Russian APT28 military hackers used Microsoft Outlook zero-day exploits to target multiple European NATO member countries, including a NATO Rapid Deployable Corps.
Researchers from Palo Alto Networks’ Unit 42 have observed them exploiting the CVE-2023-23397 vulnerability over roughly 20 months in three campaigns against at least 30 organizations across 14 nations deemed of probable strategic intelligence significance to Russia’s military and government.
The Russian hackers are also tracked as Fighting Ursa, Fancy Bear, and Sofacy, and they’ve been previously linked to Russia’s Main Intelligence Directorate (GRU), the country’s military intelligence service.
They started using the Outlook security flaw as a zero-day in March 2022, three weeks after Russia invaded Ukraine, to target the State Migration Service of Ukraine.
Between mid-April and December 2022, they breached the networks of around 15 government, military, energy, and transportation organizations in Europe to steal emails potentially containing military intelligence to support Russia’s invasion of Ukraine.
Even though Microsoft patched the zero-day one year later, in March 2023, and linked to a Russian hacking group, APT28 operators continued using the CVE-2023-23397 exploits to steal credentials that allowed them to move laterally through compromised networks.
The attack surface increased even further in May when a bypass (CVE-2023-29324) affecting all Outlook Windows versions surfaced.

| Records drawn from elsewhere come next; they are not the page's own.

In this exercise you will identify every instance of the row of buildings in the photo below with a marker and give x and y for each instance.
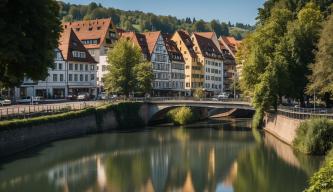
(181, 62)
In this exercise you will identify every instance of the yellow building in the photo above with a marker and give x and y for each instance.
(211, 59)
(194, 71)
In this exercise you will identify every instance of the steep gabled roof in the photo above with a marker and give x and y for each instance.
(229, 43)
(173, 51)
(68, 43)
(92, 30)
(185, 37)
(207, 47)
(139, 40)
(152, 38)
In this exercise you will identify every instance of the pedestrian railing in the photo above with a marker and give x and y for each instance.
(28, 111)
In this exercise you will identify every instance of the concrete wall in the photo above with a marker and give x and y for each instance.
(282, 127)
(18, 139)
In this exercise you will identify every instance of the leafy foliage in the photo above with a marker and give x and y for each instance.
(275, 57)
(127, 70)
(141, 22)
(323, 179)
(321, 79)
(28, 38)
(181, 116)
(314, 136)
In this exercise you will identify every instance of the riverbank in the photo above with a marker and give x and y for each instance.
(19, 135)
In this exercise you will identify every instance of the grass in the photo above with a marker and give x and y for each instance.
(181, 116)
(323, 179)
(314, 136)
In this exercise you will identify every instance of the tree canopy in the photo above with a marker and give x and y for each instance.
(141, 22)
(276, 56)
(128, 72)
(29, 33)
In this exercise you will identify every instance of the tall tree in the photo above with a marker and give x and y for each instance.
(302, 37)
(29, 33)
(321, 80)
(215, 27)
(127, 70)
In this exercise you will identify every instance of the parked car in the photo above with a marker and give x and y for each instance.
(4, 101)
(29, 99)
(103, 96)
(223, 95)
(83, 96)
(71, 96)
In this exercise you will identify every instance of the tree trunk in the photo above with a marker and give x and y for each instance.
(327, 98)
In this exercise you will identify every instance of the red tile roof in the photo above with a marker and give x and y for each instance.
(138, 39)
(229, 43)
(68, 43)
(152, 38)
(92, 30)
(207, 47)
(185, 37)
(173, 51)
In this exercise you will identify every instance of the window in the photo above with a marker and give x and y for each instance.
(55, 77)
(104, 68)
(70, 77)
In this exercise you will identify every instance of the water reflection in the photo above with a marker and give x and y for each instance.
(210, 156)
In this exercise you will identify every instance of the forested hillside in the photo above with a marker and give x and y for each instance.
(140, 21)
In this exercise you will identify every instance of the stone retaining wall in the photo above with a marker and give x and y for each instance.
(281, 127)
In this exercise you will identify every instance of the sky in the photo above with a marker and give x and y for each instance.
(244, 11)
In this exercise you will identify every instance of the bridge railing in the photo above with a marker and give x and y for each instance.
(304, 113)
(143, 99)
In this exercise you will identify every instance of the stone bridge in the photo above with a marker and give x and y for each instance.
(154, 110)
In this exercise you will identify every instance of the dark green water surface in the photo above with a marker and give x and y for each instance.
(216, 155)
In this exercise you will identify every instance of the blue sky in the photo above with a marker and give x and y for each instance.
(243, 11)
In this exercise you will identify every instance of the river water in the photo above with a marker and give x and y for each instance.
(216, 155)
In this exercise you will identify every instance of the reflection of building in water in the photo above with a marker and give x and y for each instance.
(159, 162)
(73, 172)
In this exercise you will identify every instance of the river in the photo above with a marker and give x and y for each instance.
(215, 155)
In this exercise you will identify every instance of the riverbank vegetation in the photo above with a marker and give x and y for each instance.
(126, 113)
(277, 55)
(323, 179)
(181, 116)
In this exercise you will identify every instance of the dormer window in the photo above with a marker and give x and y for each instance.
(79, 54)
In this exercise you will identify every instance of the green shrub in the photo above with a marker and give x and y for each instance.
(322, 181)
(257, 119)
(314, 136)
(181, 116)
(18, 123)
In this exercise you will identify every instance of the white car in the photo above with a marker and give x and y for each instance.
(83, 96)
(4, 101)
(29, 99)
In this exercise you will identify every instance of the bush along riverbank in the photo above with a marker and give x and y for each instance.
(22, 134)
(183, 116)
(315, 137)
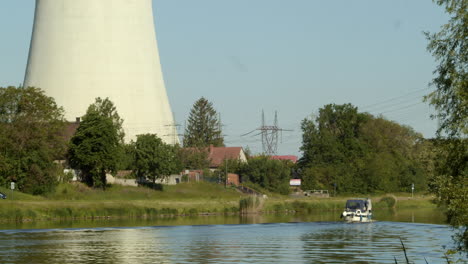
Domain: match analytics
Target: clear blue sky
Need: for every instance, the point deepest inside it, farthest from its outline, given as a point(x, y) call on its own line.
point(290, 56)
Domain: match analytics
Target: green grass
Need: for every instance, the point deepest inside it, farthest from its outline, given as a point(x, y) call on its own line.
point(79, 201)
point(71, 201)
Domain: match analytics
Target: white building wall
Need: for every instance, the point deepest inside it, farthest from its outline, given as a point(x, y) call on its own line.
point(83, 49)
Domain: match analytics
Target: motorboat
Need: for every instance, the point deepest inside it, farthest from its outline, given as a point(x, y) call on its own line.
point(358, 210)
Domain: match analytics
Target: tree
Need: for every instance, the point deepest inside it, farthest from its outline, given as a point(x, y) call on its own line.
point(155, 159)
point(353, 152)
point(31, 128)
point(204, 127)
point(95, 148)
point(194, 158)
point(450, 99)
point(273, 175)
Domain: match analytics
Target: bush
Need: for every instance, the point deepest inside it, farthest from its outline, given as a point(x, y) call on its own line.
point(389, 201)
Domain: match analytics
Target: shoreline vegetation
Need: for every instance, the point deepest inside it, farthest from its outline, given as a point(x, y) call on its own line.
point(78, 202)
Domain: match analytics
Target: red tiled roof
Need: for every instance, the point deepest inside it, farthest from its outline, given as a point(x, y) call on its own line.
point(70, 130)
point(219, 154)
point(285, 157)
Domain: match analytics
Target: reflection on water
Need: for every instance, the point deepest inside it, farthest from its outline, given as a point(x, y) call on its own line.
point(314, 238)
point(428, 216)
point(318, 242)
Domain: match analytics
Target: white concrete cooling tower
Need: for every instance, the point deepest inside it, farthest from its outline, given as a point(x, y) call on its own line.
point(83, 49)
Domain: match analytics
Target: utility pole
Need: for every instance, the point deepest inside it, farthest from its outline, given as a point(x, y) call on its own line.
point(269, 135)
point(174, 132)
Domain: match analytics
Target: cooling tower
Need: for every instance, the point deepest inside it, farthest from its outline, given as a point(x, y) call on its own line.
point(83, 49)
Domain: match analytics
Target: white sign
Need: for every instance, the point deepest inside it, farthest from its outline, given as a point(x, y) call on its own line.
point(295, 182)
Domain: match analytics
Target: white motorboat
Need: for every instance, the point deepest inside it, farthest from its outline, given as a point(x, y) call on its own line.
point(358, 210)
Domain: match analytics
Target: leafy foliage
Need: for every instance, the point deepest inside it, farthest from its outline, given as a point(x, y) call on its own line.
point(450, 99)
point(355, 152)
point(95, 148)
point(194, 158)
point(31, 127)
point(154, 159)
point(270, 174)
point(204, 127)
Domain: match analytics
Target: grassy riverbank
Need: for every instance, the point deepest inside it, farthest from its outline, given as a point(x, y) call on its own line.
point(76, 201)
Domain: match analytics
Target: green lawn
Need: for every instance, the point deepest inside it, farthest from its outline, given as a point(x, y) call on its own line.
point(76, 200)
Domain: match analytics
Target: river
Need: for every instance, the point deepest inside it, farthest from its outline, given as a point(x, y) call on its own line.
point(313, 238)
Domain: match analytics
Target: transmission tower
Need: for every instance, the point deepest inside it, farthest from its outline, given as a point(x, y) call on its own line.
point(269, 135)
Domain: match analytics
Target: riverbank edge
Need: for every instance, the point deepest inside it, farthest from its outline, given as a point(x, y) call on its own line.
point(34, 211)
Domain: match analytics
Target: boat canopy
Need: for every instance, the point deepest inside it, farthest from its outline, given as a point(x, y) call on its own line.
point(356, 204)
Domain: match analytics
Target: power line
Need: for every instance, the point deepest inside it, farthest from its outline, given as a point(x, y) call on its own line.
point(269, 135)
point(393, 99)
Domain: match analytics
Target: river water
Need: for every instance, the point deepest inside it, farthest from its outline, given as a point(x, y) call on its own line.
point(314, 238)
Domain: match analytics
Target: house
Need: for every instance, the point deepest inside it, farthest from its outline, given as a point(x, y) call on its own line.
point(217, 155)
point(291, 158)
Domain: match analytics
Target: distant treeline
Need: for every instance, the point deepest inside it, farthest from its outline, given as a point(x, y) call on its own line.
point(353, 152)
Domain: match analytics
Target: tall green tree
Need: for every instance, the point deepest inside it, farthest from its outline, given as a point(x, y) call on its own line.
point(450, 99)
point(353, 152)
point(273, 175)
point(203, 126)
point(31, 128)
point(96, 148)
point(155, 159)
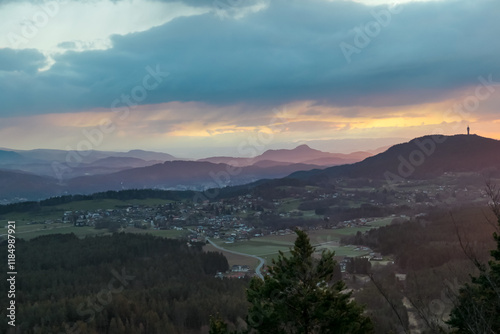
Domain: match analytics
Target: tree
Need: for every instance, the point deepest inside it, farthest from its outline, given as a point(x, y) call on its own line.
point(478, 306)
point(299, 296)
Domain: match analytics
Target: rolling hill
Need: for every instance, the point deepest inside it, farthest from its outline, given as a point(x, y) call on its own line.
point(421, 158)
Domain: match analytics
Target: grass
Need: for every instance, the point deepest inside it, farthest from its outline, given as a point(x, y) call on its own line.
point(326, 239)
point(234, 259)
point(57, 211)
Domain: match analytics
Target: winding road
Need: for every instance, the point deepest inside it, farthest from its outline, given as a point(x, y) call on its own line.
point(259, 267)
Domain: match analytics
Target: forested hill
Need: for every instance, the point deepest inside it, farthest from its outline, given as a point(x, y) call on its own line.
point(140, 283)
point(421, 158)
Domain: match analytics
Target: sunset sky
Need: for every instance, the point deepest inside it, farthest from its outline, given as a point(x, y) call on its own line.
point(196, 78)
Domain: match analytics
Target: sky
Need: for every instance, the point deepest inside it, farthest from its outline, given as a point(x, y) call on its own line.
point(198, 78)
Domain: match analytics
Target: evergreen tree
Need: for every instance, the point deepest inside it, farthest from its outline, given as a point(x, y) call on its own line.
point(300, 296)
point(478, 305)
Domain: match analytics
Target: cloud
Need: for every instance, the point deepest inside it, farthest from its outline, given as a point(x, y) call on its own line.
point(288, 51)
point(28, 61)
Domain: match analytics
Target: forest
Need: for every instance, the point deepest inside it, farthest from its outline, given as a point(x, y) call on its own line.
point(123, 283)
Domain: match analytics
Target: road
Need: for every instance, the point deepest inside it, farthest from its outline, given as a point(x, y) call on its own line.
point(259, 267)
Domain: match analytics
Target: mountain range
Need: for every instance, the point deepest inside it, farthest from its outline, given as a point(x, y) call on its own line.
point(33, 174)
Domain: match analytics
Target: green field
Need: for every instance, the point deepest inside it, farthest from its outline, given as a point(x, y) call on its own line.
point(268, 247)
point(57, 211)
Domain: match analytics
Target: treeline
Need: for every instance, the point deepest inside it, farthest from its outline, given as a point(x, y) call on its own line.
point(123, 283)
point(339, 214)
point(122, 195)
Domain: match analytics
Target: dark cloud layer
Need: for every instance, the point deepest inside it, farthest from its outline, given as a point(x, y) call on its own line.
point(289, 51)
point(28, 61)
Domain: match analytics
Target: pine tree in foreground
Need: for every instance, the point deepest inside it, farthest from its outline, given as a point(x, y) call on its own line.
point(299, 296)
point(478, 306)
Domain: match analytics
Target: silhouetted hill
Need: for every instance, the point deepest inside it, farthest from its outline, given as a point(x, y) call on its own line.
point(16, 184)
point(9, 157)
point(423, 158)
point(180, 175)
point(300, 154)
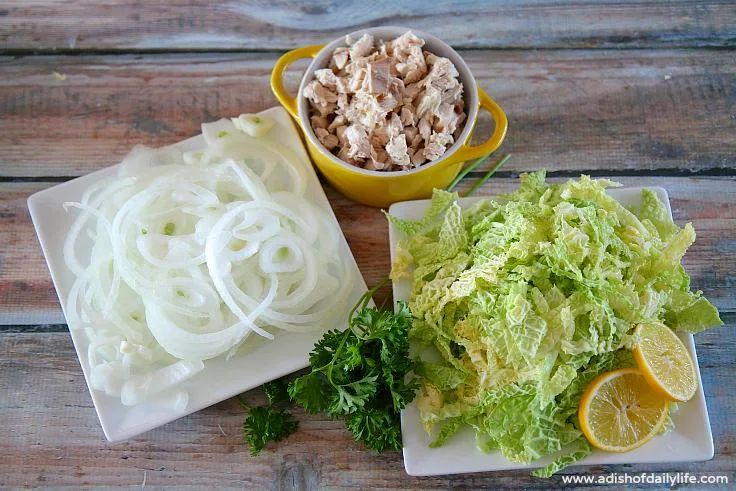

Targets on NATO Rapid Deployable Corps
Today, Unit 42 said that among the attacked European nations, all identified countries are current North Atlantic Treaty Organization (NATO) members, excluding Ukraine.
At least one NATO Rapid Deployable Corps (High Readiness Force Headquarters capable of swift deployment to command NATO forces) was also targeted.
Additionally, beyond European Defense, Foreign Affairs, and Internal Affairs agencies, APT28’s focus extended to critical infrastructure organizations involved in energy production and distribution, pipeline infrastructure operations, and material handling, personnel, and air transportation.
“Using a zero-day exploit against a target indicates it is of significant value. It also suggests that existing access and intelligence for that target were insufficient at the time,” Unit 42 said.
“In the second and third campaigns, Fighting Ursa continued to use a publicly known exploit that was already attributed to them, without changing their techniques. This suggests that the access and intelligence generated by these operations outweighed the ramifications of public outing and discovery.
“For these reasons, the organizations targeted in all three campaigns were most likely a higher than normal priority for Russian intelligence.”
In October, the French cybersecurity agency (ANSSI) disclosed that Russian hackers used the Outlook security flaw to attack government bodies, corporations, educational institutions, research centers, and think tanks across France.
This week, the United Kingdom and allies part of the Five Eyes intelligence alliance also linked a Russian threat group tracked as Callisto Group, Seaborgium, and Star Blizzard to Russia’s ‘Centre 18’ Federal Security Service (FSB) division.
Microsoft’s threat analysts thwarted Callisto attacks aimed at several European NATO nations by disabling Microsoft accounts used by the threat actors for surveillance and harvesting emails.
The U.S. government now offers a $10 million reward for information on Callisto’s members and their activities.